Bei nur leicht ausgeprägter Symptomatik dagegen könnten bereits spezielle Hörbücher oder Apps helfen, die auch während des Fluges genutzt werden könnten. Zur Verwendung von 3D-Datenbrillen in der Behandlung psychischer Störungen inklusive von Angststörungen, zum Beispiel Flugangst, ist bereits vor rund zwei Jahren in der deutschen Fachzeitschrift "Der Nervenarzt" eine Übersichtsarbeit erschienen, auf die sich der Frankfurter Psychiater bei der Pressekonferenz bezog.

Gute Ergebnisse in Studie

Die Virtuelle Expositionstherapie (VRET) in der Behandlung der spezifischen Phobie (durch Einzelauslöser; Anm.) und der Agoraphobie (Angst vor dem öffentlichen Raum; Anm.) mit Panikstörung sei laut der Auswertung der wissenschaftlichen Literatur "gleich wirksam wie die traditionelle Expositionstherapie in vivo (in Realität; Anm.)", hieß es in der Publikation (doi: 10.1007/s00115-022-01378-z). VRET könne als Erweiterung einer psychotherapeutischen Behandlung von Angststörungen gesehen werden.

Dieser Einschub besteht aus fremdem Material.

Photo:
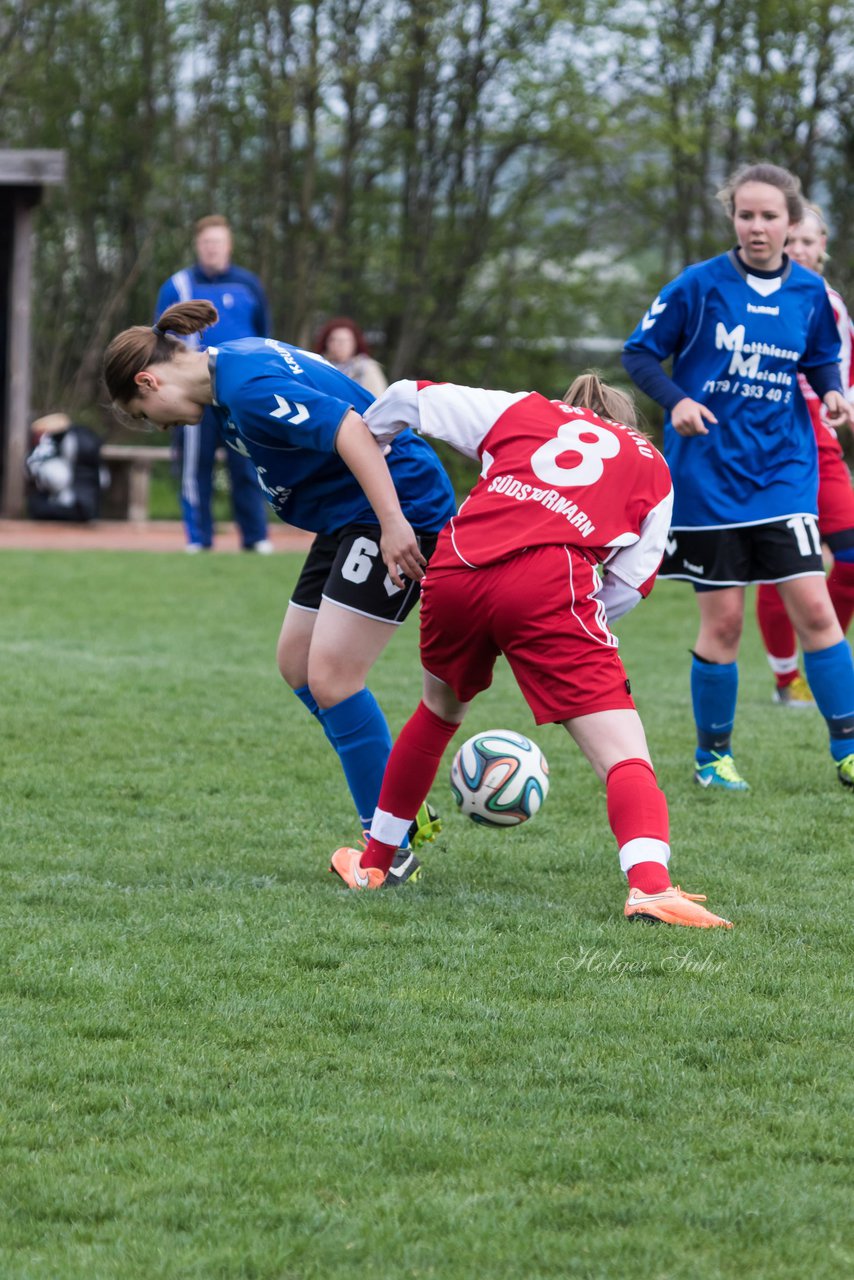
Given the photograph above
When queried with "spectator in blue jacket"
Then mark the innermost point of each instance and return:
(243, 312)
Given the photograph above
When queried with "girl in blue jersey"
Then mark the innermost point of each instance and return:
(741, 452)
(375, 519)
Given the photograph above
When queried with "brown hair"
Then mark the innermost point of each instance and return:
(144, 344)
(211, 220)
(588, 391)
(772, 176)
(814, 210)
(322, 336)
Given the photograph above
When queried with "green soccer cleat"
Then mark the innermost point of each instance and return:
(721, 773)
(797, 694)
(425, 826)
(845, 771)
(406, 869)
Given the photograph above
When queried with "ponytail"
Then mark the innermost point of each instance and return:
(142, 346)
(588, 391)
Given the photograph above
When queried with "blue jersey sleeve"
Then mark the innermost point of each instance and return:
(823, 343)
(283, 414)
(663, 329)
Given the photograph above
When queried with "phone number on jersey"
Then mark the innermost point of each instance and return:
(750, 391)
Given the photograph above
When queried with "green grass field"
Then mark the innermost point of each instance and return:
(217, 1064)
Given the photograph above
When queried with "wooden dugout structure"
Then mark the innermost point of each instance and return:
(23, 177)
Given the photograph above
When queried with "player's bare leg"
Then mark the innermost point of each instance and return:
(615, 744)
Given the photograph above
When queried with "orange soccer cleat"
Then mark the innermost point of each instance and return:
(345, 863)
(672, 906)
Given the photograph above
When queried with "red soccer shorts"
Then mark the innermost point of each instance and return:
(835, 494)
(539, 611)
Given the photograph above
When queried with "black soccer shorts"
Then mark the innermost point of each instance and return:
(347, 568)
(772, 552)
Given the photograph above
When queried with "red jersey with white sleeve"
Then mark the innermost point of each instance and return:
(835, 496)
(552, 474)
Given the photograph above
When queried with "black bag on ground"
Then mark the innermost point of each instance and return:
(64, 472)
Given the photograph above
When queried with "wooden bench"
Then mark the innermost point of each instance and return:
(129, 466)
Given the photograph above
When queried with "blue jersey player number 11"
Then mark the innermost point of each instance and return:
(375, 519)
(741, 449)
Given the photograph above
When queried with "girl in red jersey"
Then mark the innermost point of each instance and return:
(807, 243)
(565, 487)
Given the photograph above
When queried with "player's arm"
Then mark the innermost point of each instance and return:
(657, 337)
(357, 448)
(461, 416)
(630, 574)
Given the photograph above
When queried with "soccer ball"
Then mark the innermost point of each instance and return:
(499, 778)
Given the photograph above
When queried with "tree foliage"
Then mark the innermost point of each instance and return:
(484, 184)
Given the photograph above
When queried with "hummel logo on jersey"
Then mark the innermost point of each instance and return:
(298, 412)
(656, 309)
(287, 356)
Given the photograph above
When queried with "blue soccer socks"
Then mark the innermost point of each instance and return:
(831, 679)
(360, 735)
(715, 690)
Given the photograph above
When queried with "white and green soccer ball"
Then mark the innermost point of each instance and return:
(499, 778)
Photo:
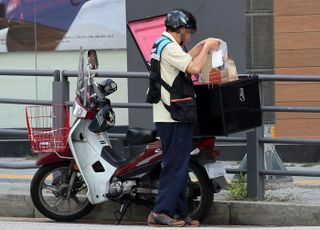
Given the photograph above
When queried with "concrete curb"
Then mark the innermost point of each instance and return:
(223, 212)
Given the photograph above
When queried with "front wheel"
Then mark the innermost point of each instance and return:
(60, 193)
(199, 192)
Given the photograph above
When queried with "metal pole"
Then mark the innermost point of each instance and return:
(255, 163)
(60, 89)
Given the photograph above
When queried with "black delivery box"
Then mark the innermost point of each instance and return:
(229, 107)
(222, 108)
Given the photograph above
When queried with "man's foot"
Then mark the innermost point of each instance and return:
(189, 221)
(163, 220)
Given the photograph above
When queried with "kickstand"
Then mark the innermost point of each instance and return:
(122, 211)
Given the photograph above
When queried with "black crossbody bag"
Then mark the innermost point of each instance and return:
(182, 106)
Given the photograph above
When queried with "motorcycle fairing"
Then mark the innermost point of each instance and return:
(86, 148)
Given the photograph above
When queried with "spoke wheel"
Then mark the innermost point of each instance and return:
(52, 196)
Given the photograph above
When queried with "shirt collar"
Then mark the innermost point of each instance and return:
(165, 33)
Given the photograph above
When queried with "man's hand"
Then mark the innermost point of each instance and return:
(200, 52)
(212, 43)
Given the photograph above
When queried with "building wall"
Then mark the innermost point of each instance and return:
(297, 52)
(39, 88)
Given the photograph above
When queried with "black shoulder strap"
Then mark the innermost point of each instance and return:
(156, 51)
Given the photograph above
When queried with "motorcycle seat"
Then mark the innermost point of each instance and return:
(138, 136)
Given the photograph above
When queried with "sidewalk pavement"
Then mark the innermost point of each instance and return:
(286, 203)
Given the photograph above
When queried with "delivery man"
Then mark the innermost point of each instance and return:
(176, 136)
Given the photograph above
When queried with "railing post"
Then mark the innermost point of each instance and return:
(255, 162)
(60, 88)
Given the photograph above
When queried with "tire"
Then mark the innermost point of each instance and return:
(49, 188)
(199, 192)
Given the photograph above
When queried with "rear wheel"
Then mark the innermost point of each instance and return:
(51, 195)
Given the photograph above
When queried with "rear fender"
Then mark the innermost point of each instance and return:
(203, 158)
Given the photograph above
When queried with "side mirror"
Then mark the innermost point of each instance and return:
(93, 59)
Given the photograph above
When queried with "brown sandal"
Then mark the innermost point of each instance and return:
(163, 220)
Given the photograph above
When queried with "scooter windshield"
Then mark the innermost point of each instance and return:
(84, 87)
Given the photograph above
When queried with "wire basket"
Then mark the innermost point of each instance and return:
(48, 127)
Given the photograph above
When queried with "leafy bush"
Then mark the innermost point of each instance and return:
(238, 188)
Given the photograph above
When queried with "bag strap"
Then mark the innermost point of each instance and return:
(156, 51)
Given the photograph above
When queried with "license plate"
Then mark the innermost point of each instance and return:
(215, 169)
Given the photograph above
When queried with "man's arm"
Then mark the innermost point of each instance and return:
(196, 49)
(198, 61)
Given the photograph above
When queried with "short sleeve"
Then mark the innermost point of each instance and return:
(175, 56)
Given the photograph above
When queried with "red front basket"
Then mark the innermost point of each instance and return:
(48, 127)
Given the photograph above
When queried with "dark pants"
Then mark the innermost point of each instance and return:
(176, 140)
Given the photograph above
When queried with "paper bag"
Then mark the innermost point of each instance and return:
(219, 67)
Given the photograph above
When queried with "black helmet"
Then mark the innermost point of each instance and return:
(103, 120)
(180, 18)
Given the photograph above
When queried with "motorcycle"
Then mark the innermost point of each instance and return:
(87, 171)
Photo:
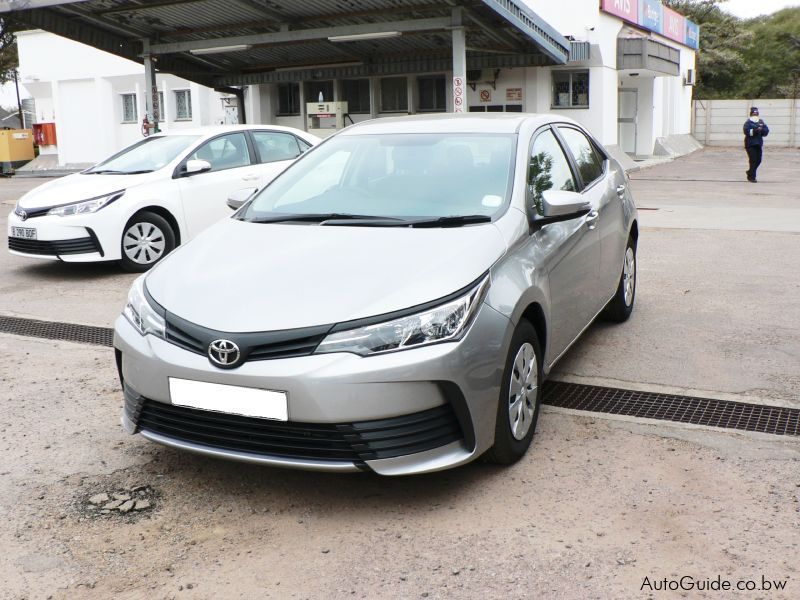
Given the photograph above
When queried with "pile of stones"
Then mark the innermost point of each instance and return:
(135, 499)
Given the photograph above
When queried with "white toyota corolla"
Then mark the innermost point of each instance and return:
(138, 205)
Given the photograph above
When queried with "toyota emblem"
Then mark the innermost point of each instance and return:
(223, 353)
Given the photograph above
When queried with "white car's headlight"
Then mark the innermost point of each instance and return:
(85, 206)
(143, 315)
(443, 323)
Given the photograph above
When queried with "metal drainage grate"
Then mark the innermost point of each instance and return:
(667, 407)
(70, 332)
(648, 405)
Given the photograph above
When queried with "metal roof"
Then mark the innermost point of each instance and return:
(290, 40)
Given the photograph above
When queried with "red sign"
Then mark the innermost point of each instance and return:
(627, 9)
(674, 25)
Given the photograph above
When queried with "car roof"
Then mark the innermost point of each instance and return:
(211, 130)
(450, 123)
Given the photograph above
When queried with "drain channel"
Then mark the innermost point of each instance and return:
(70, 332)
(668, 407)
(648, 405)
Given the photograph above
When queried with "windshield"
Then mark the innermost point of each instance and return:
(394, 176)
(148, 155)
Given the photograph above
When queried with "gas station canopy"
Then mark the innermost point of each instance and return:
(227, 43)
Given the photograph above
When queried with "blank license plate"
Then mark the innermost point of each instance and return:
(231, 399)
(28, 233)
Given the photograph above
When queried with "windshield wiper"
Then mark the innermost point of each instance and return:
(322, 218)
(451, 221)
(113, 172)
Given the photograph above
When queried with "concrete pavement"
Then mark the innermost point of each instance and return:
(717, 309)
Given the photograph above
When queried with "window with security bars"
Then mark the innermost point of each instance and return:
(570, 89)
(432, 94)
(394, 94)
(356, 94)
(183, 105)
(129, 108)
(288, 99)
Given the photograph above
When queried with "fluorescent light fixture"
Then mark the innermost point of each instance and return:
(235, 48)
(352, 63)
(359, 37)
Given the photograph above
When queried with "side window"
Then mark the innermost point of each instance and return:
(225, 152)
(548, 168)
(590, 165)
(304, 145)
(273, 146)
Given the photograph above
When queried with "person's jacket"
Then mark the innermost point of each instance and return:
(754, 133)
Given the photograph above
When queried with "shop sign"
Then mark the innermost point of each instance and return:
(654, 16)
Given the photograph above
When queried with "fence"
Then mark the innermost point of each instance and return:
(719, 122)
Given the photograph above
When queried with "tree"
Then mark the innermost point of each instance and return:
(772, 56)
(8, 51)
(721, 64)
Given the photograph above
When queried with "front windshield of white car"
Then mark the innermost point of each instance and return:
(148, 155)
(394, 176)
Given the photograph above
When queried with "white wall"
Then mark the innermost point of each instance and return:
(79, 88)
(719, 122)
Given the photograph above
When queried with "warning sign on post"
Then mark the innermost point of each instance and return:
(458, 94)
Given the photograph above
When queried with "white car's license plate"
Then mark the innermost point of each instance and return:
(28, 233)
(231, 399)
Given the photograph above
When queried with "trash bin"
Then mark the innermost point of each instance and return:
(16, 149)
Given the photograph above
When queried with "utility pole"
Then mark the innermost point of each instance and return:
(19, 103)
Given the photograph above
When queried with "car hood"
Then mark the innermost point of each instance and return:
(238, 277)
(77, 187)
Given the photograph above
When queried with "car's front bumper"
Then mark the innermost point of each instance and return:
(70, 239)
(394, 414)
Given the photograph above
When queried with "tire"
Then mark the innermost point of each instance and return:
(513, 431)
(146, 239)
(621, 305)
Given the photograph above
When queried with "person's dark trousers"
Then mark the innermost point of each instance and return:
(754, 155)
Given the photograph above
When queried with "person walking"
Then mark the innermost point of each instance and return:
(755, 130)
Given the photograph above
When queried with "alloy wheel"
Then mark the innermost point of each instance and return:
(522, 391)
(143, 243)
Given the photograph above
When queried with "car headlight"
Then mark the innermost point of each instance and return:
(145, 317)
(85, 206)
(443, 323)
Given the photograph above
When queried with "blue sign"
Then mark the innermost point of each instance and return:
(651, 15)
(692, 34)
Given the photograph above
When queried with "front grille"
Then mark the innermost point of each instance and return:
(54, 248)
(264, 345)
(352, 442)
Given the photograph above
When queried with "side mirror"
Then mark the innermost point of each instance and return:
(239, 197)
(196, 166)
(559, 203)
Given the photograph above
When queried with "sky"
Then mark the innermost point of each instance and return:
(745, 9)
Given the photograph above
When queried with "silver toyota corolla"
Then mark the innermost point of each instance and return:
(390, 303)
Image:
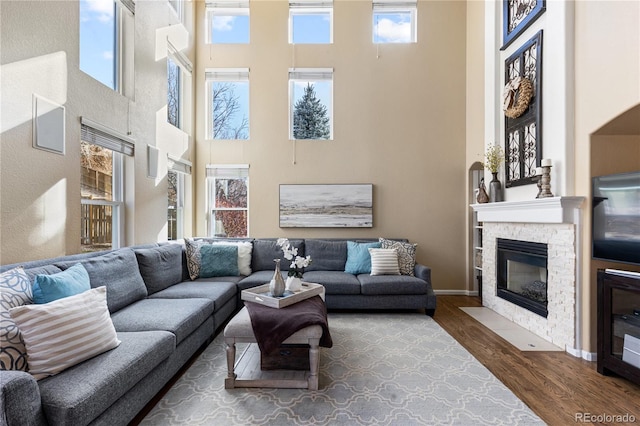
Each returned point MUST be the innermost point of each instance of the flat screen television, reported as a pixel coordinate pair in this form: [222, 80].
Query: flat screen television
[616, 218]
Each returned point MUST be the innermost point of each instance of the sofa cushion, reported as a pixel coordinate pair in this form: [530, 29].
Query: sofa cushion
[334, 282]
[15, 290]
[384, 261]
[325, 255]
[80, 394]
[160, 267]
[49, 287]
[406, 254]
[392, 284]
[219, 292]
[118, 271]
[358, 257]
[65, 332]
[265, 250]
[178, 316]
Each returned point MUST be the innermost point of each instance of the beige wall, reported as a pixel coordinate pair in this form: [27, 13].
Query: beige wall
[399, 123]
[607, 84]
[40, 191]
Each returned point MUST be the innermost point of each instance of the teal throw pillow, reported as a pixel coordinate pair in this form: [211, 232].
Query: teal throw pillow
[74, 280]
[358, 257]
[218, 260]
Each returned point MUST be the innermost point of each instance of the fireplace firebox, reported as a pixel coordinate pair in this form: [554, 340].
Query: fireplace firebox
[522, 274]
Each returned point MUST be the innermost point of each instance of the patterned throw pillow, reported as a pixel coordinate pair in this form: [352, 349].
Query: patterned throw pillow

Die langfristigen Effekte einer Behandlung der Aviophobie per 3D-Immersion werden demnach auch durch eine Studie gestützt, in der 98 Betroffene befragt wurden. Sie berichteten von einer signifikant größeren Anzahl an Flugreisezeiten im Vergleich zur Zeit vor der VRET-Intervention gegen ihre Flugangst. In Deutschland wurde zur Behandlung von Angststörungen mittels virtueller Realität bereits eine Leitlinie für Psychiater und Psychotherapeuten erstellt. Demnach "kann VRET zur Behandlung einer sozialen Phobie als Begleittherapie zusätzlich zu einer Standardpsychotherapie angeboten werden, sollte diese aber nicht ersetzen. Zusätzlich kann bei Spinnen-, Höhen- oder Flugphobie VRET eingesetzt werden, wenn die traditionelle Exposition" in der Realität nicht verfügbar oder nicht möglich sei.